Van Dam has also - under specific conditions - achieved a reversal in the direction of the supercurrent. He is able to control this reversal by varying the number of electrons confined in the quantum dot. With this, the Delft University of Technology researcher has achieved a largely controllable superconductor connection in semiconductor nanowires.
http://www.sciencedaily.com/releases/2006/06/060615075247.htm
During his PhD research, Jorden van Dam focused on semiconductor nanowires. These are extremely thin wires (1-100 nanometers thick) made of, for example, the material indiumarsenide, which has superior electronic properties. The integration of these high quality nanowires with the now commonly used silicium technology offers intriguing possibilities for improving our electronics in future. According to Van Dam, in recent years many possible applications for semiconductor nanowires have emerged, such as in lasers, transistors, LEDs and bio-chemical sensors. Philips is one of the companies that is conducting intensive research into the possibilities for semiconductor nanowires in specific applications.

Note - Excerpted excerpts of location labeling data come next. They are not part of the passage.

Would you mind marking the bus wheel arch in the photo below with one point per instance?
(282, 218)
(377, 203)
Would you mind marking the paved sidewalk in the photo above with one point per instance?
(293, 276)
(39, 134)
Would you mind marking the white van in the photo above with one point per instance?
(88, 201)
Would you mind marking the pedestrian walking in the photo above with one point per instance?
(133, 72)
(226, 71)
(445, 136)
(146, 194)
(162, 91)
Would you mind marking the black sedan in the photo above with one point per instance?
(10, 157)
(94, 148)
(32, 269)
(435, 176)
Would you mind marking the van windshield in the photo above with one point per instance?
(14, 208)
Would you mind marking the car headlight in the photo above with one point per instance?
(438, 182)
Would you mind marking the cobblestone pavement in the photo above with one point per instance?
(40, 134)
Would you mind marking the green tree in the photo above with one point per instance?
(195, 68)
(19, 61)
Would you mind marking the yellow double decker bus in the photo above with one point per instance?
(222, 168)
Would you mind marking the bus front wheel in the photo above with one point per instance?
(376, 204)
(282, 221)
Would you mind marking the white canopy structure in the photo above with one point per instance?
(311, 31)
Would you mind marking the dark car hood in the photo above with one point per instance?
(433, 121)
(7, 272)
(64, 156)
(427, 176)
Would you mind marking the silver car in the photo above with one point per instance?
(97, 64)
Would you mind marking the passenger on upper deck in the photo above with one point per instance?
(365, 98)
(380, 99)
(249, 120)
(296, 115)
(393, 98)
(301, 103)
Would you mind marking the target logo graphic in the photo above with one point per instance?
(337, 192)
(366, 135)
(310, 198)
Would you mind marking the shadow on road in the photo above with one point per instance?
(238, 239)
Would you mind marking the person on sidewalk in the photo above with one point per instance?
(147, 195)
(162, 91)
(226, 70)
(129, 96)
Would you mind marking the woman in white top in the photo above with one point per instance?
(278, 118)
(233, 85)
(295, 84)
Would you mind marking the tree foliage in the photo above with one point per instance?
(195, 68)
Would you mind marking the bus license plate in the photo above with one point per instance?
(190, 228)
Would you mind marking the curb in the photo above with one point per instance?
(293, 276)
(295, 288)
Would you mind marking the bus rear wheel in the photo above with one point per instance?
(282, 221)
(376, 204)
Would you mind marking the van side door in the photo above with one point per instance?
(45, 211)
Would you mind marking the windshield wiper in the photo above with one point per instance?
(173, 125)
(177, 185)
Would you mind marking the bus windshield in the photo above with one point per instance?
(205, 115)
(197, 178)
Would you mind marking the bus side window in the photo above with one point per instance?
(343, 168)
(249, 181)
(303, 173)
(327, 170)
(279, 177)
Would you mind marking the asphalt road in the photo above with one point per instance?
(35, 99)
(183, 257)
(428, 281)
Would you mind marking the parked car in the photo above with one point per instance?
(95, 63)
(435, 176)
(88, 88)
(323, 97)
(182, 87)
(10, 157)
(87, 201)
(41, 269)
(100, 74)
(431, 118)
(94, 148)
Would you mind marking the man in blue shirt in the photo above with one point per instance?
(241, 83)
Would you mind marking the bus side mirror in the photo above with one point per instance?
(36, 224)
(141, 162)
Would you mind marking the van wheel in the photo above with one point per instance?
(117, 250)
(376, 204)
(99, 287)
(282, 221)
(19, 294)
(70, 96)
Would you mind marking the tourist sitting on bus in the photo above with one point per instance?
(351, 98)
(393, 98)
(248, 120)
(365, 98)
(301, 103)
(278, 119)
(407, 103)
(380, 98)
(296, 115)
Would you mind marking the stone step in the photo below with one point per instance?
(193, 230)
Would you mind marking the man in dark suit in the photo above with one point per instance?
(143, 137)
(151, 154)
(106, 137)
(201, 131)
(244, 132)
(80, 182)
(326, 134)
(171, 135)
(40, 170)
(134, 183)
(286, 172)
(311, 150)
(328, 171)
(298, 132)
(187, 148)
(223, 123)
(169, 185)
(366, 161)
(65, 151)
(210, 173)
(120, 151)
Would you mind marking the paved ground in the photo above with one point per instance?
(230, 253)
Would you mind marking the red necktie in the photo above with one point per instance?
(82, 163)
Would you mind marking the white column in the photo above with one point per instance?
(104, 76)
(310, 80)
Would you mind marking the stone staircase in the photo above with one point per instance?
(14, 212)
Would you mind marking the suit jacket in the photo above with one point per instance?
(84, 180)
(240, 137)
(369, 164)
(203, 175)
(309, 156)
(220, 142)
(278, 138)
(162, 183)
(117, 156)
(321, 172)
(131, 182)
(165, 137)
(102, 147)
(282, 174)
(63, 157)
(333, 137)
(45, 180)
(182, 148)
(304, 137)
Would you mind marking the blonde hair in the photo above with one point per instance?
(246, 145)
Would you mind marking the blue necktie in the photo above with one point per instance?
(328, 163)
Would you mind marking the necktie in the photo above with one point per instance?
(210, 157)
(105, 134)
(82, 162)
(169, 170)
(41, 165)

Van Dam - who during his PhD research co-authored articles that were published in Nature and Science - was able to make a so-called quantum dot in a semiconductor nanowire (this is done at extremely low temperatures). These quantum dots can be regarded as artificial atoms and in the distant future will serve as building blocks for super-fast quantum computers. In a quantum dot, a number of electrons can be 'confined'. The magnificence of Van Dam's research is the total control he has managed to gain over the number of electrons that can be confined in a quantum dot. He can control this number by means of an externally introduced charge. A crucial factor for the extreme degree of control that Van Dam has achieved is the quality (for example the purity) of the nanowires, which were supplied by Philips. It is above all the quality of the material used (wires and electrodes) that was greatly improved during Van Dam's research.
The research also produced new physical observations. In the improved nanowires, Van Dam achieved for the first time the realisation and observation of a (theoretically already predicted) divergent type of supercurrent (a supercurrent is the current that occurs in superconductivity). In a quantum dot, the electrons normally pass through one by one. In superconductivity, the passage of electrons occurs in pairs. Van Dam, with the help of superconductor electrodes, has now achieved a supercurrent in the quantum dot, whereby the pairs of electrons pass through one by one.
Van Dam has also - under specific conditions - achieved a reversal in the direction of the supercurrent. He is able to control this reversal by varying the number of electrons confined in the quantum dot. With this, the Delft University of Technology researcher has achieved a largely controllable superconductor connection in semiconductor nanowires.